Jack County never developed a plantation economy, although thirty-seven slaves lived in the county immediately before the Civil War. The earliest newspaper in the county (the Whiteman, established in 1860) advocated for secession, but county residents voted 76 to 14 against it in February 1861. Jacksboro was the most westward settlement in Texas after the Civil War, although it had been devastated by Indian raids and most of the buildings were in ruins. Although federal troops returned to the area after the war, Indian raids continued. In July 1866, initial elements of the 6th US Cavalry came to Jack County and bivouacked on the then-empty town square where the courthouse now stands. The United States Army established nearby Fort Richardson on Lost Creek in 1868. It was the northernmost Texas frontier fort built to protect pioneers against Indian raids, and the anchor of a line of fortifications that included Fort Griffin and Fort Concho.
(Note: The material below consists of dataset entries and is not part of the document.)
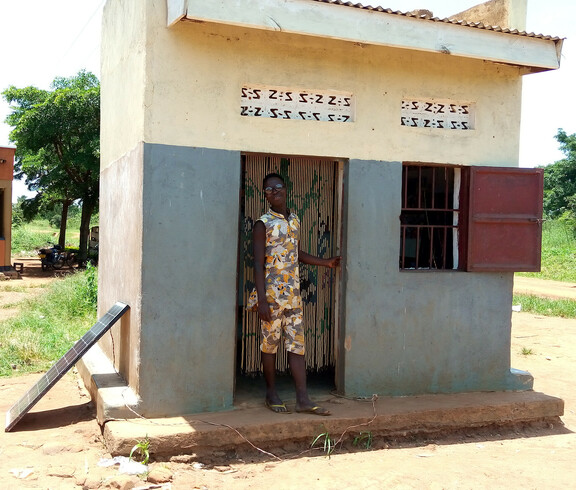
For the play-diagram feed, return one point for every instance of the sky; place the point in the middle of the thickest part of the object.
(42, 40)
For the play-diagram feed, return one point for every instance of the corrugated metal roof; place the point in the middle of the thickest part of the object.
(427, 17)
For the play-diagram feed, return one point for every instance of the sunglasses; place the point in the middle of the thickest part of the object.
(270, 189)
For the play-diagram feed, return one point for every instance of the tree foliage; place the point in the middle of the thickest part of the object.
(57, 137)
(560, 180)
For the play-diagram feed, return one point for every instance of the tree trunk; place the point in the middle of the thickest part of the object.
(63, 222)
(88, 206)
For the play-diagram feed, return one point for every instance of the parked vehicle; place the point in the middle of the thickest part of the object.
(56, 258)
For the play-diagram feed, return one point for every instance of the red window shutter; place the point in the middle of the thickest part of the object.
(505, 219)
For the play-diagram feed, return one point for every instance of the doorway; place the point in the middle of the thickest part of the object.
(314, 194)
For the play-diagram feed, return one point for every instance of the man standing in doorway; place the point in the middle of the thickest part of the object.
(276, 257)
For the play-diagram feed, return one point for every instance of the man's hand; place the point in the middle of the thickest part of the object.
(264, 311)
(332, 262)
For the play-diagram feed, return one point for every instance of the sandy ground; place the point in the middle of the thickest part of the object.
(58, 445)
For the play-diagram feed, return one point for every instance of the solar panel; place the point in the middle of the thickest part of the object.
(63, 365)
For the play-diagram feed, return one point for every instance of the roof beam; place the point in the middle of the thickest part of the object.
(372, 27)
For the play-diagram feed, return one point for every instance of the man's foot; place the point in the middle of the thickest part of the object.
(276, 407)
(314, 409)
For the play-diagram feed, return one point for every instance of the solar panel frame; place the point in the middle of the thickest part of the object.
(63, 365)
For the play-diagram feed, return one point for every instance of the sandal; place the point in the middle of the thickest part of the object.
(315, 410)
(277, 407)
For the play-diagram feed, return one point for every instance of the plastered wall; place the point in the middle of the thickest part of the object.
(171, 143)
(194, 73)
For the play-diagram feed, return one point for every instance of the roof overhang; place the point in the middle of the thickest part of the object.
(370, 26)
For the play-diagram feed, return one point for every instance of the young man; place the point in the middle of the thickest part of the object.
(276, 256)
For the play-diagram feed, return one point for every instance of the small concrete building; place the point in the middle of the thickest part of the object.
(6, 177)
(398, 134)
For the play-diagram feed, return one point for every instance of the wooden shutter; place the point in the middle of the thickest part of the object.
(505, 219)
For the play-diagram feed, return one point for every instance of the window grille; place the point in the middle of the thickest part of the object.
(429, 217)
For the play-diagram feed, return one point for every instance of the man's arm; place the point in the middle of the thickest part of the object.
(306, 258)
(259, 244)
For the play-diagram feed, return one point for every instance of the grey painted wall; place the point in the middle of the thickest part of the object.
(415, 332)
(169, 249)
(190, 246)
(169, 244)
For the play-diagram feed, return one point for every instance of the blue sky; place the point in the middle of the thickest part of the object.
(44, 39)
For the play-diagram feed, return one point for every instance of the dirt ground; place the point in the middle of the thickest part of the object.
(58, 445)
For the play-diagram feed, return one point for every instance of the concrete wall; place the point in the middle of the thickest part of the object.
(415, 332)
(171, 141)
(6, 177)
(194, 73)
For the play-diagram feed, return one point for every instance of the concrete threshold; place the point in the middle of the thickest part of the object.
(402, 417)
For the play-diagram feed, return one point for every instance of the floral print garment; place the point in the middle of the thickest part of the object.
(281, 261)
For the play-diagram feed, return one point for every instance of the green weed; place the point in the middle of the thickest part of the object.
(141, 450)
(363, 439)
(48, 324)
(328, 444)
(558, 252)
(564, 308)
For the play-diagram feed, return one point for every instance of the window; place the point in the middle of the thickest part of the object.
(429, 218)
(470, 218)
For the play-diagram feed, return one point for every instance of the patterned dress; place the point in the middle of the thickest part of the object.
(282, 282)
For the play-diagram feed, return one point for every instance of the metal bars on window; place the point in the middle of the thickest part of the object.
(429, 218)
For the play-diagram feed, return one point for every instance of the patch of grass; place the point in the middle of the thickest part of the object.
(141, 451)
(364, 439)
(49, 324)
(27, 238)
(564, 308)
(328, 445)
(9, 288)
(558, 252)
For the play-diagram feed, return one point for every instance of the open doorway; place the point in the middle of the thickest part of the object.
(314, 193)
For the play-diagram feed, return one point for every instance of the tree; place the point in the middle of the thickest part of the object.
(57, 137)
(560, 180)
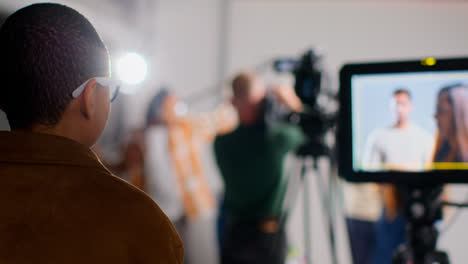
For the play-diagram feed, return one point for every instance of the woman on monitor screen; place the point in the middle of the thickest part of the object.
(452, 123)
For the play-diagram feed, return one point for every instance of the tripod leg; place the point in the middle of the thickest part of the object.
(306, 213)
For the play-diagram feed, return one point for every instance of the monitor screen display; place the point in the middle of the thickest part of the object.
(409, 121)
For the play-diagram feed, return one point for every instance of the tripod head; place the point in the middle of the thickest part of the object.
(423, 207)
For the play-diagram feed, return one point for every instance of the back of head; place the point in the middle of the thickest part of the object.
(243, 84)
(47, 50)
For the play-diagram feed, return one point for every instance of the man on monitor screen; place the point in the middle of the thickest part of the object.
(404, 146)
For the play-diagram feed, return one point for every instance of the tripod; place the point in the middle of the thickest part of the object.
(308, 155)
(422, 209)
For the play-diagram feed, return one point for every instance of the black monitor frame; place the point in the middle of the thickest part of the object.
(344, 133)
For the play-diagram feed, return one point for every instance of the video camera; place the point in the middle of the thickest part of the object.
(310, 84)
(372, 149)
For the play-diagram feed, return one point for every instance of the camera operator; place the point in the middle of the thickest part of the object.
(250, 160)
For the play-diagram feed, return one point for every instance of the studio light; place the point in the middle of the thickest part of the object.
(131, 69)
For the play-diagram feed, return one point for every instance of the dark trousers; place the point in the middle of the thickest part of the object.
(362, 240)
(245, 243)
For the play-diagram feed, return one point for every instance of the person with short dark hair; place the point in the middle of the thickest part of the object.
(251, 160)
(58, 203)
(403, 146)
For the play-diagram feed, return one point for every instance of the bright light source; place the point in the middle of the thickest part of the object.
(131, 69)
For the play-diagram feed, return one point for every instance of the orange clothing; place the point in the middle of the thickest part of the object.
(59, 204)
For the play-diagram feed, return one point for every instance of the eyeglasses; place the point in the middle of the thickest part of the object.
(114, 87)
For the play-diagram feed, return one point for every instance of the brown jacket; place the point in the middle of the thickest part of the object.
(59, 204)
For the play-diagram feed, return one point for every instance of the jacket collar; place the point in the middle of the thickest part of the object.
(29, 147)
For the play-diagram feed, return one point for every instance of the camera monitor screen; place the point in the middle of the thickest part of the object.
(405, 122)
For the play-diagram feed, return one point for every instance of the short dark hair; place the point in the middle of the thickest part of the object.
(242, 84)
(402, 91)
(46, 50)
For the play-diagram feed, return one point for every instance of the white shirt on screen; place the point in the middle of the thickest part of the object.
(408, 149)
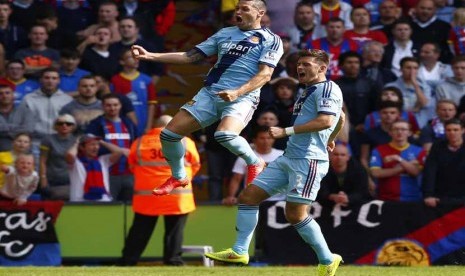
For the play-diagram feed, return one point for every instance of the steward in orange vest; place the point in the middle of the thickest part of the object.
(150, 171)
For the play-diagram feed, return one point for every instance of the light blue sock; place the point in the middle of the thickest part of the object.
(247, 219)
(310, 231)
(173, 150)
(237, 145)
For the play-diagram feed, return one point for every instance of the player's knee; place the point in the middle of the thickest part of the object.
(167, 135)
(294, 217)
(223, 137)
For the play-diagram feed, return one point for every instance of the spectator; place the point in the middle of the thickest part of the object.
(21, 144)
(139, 88)
(399, 47)
(444, 11)
(85, 107)
(70, 74)
(38, 56)
(453, 88)
(155, 17)
(361, 32)
(434, 130)
(457, 33)
(20, 180)
(121, 132)
(14, 78)
(281, 15)
(12, 120)
(174, 207)
(58, 38)
(359, 92)
(444, 175)
(416, 93)
(25, 12)
(127, 109)
(108, 18)
(73, 16)
(389, 12)
(431, 70)
(263, 147)
(54, 177)
(304, 25)
(346, 181)
(334, 44)
(389, 112)
(396, 166)
(88, 172)
(372, 55)
(12, 37)
(392, 94)
(327, 9)
(44, 104)
(130, 35)
(100, 58)
(428, 28)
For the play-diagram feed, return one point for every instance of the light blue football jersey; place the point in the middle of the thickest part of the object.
(323, 97)
(239, 55)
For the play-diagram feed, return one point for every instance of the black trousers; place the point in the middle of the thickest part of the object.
(141, 231)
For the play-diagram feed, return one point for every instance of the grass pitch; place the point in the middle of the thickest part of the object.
(231, 271)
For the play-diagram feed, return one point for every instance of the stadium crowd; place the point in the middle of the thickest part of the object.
(67, 72)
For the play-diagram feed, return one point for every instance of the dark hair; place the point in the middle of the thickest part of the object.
(390, 104)
(16, 60)
(457, 59)
(47, 70)
(110, 96)
(259, 129)
(319, 55)
(408, 59)
(393, 89)
(342, 58)
(453, 121)
(70, 53)
(136, 22)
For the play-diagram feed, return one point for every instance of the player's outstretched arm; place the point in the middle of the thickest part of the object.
(191, 56)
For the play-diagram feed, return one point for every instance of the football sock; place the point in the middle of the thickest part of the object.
(237, 145)
(173, 150)
(310, 231)
(247, 218)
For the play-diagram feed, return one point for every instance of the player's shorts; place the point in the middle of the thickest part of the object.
(298, 178)
(207, 107)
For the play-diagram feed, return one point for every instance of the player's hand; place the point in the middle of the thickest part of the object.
(228, 95)
(331, 146)
(229, 201)
(139, 52)
(277, 132)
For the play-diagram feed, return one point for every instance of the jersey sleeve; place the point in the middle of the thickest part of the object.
(329, 100)
(209, 47)
(272, 52)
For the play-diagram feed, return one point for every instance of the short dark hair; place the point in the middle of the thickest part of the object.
(70, 53)
(342, 58)
(390, 104)
(110, 96)
(408, 59)
(453, 121)
(319, 55)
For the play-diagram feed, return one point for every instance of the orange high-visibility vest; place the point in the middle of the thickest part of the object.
(151, 170)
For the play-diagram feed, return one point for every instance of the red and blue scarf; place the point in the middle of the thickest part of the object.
(94, 187)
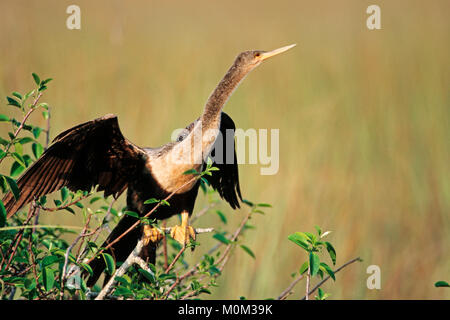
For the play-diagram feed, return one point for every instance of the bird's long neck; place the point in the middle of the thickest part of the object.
(221, 94)
(198, 144)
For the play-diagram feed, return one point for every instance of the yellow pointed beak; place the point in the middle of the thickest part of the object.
(272, 53)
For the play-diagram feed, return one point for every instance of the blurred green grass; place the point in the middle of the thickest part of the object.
(363, 118)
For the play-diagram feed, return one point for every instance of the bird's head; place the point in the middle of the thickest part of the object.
(248, 60)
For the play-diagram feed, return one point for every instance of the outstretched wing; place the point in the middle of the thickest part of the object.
(90, 154)
(226, 179)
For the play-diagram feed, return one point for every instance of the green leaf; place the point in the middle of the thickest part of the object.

The presence of Fort Richardson just south of Jacksboro made the area safer for Anglo settlers and the population increased to several hundred. After the Warren Wagon Train Raid of May 18, 1871, in neighboring Young County, chiefs Satanta and Big Tree were taken to Jacksboro for trial and sentenced to be executed. The sentence was commuted to life imprisonment for fear of further Indian uprisings. After the threat of Indian attacks diminished in the mid-1870s, the county's population rapidly increased. By 1880 the number of residents was 6,629, more than ten times what it had been only a decade before, and by 1890 the population had grown to 9,740. The Chicago, Rock Island, and Texas Railway, which reached Jacksboro in August 1898, brought additional growth and provided important access to markets outside the county. The Gulf, Texas, and Western Railroad reached Jacksboro in 1910.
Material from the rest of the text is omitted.